Showing posts with label "Marrying Santiago". Show all posts
Showing posts with label "Marrying Santiago". Show all posts

Thursday, July 16, 2020

Happy Anniversary?


My husband’s first words to me this morning. I panicked. Did I forget our anniversary? Wait a minute. What month is this? July. We were married in December. What? I said. July 14th, he answered. Oh. It clicked. Forty-eight years ago I arrived in Chile to pursue our relationship – cut short when his U.S. visa expired the previous October. Our courtship needed more time. Forty-eight years later….I’m still in this beautiful country and mother of two sons and grandmother of five.

    Enough time to have witnessed a socialist government, a military coup and dictatorship, the return to democracy, and recently, severe social unrest and… yes, Covid-19 quarantine.

    I still have moments of homesickness, ‘home’ meaning San Anselmo, the town where I grew up. Though I no longer have any family there, I miss the dark green curves of Mt. Tamalpais, the peace and fragrance of Phoenix Lake cupped in a fold of the mountain, the scent of redwood trees, the grassy dome of Mt. Baldy, those geographic landmarks of my early years to which I return yearly, except now in 2020 due to the pandemic.

    For years I struggled with the question: where is ‘home’ for me? I dealt with my struggles by writing two books: Marrying Santiago and Notes from the Bottom of the World.

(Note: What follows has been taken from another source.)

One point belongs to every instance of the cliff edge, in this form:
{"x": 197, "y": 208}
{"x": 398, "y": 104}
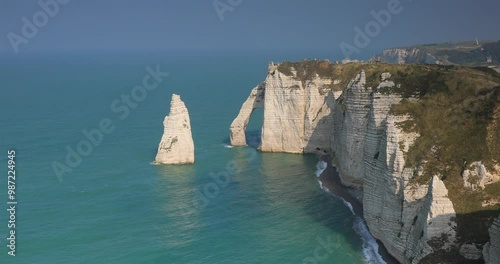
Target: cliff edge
{"x": 421, "y": 141}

    Now, after forty-eight years of memories and four months of quarantine, I know that ‘home’ is Santiago, Chile, where my family is – husband, sons, grandkids, nieces, nephews, sisters- and brother-in law. Because of them, this place is ‘home’ for me. Instead of Mt. Tamalpais, I have a view of the magnificent snow-covered Andes.

Sunday, May 31, 2015

Ready or Not

It’s done. I’ve launched my baby, my decade of long, laborious hours, of multiple versions and wrenching rewrites. My memoir, Marrying Santiago. I still can’t avoid the sensation that the words “my memoir” sound pretentious. And now I’m not totally comfortable in this new role of promoting my book and putting myself out to the world. Heartening comments from those who have read the book – that they couldn’t put it down or that it caused them to laugh or cry – lift my self-confidence. When a day goes by with no input, the doubts march in. It’s not that well-written. Or that chapter is lack luster. I reread parts at random to reassure myself.

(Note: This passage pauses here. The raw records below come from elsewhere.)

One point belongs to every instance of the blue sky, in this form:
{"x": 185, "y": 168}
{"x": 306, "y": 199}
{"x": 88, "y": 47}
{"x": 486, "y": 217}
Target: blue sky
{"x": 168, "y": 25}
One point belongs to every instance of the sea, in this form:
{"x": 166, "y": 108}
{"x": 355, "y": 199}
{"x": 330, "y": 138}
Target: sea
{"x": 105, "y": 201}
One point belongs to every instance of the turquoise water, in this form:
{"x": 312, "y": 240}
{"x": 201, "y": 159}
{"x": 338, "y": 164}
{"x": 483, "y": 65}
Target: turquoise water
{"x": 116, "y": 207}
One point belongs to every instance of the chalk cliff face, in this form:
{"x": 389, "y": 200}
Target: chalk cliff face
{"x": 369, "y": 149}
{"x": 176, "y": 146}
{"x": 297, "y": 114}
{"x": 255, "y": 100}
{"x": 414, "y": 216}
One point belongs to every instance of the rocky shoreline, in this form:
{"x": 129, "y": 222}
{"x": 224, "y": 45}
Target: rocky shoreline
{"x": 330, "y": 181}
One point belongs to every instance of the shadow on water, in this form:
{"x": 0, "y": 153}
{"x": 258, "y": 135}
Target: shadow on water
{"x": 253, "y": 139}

Early this morning I lived a vivid dream. I say “lived” because it was very real. I was there. In the small bookshop in my hometown, I’m talking to the owner (to whom I did send a copy) about the prospects of carrying my book. He was not encouraging, pointing out the reasons why. I realize that this is a real possibility that I must be prepared for. I will be back in my hometown in a couple days and will approach the bookshop owner. I am getting nervous, but, when I walk through his door, I’ll keep in mind the wonderful comments I’ve received. I must believe in my book.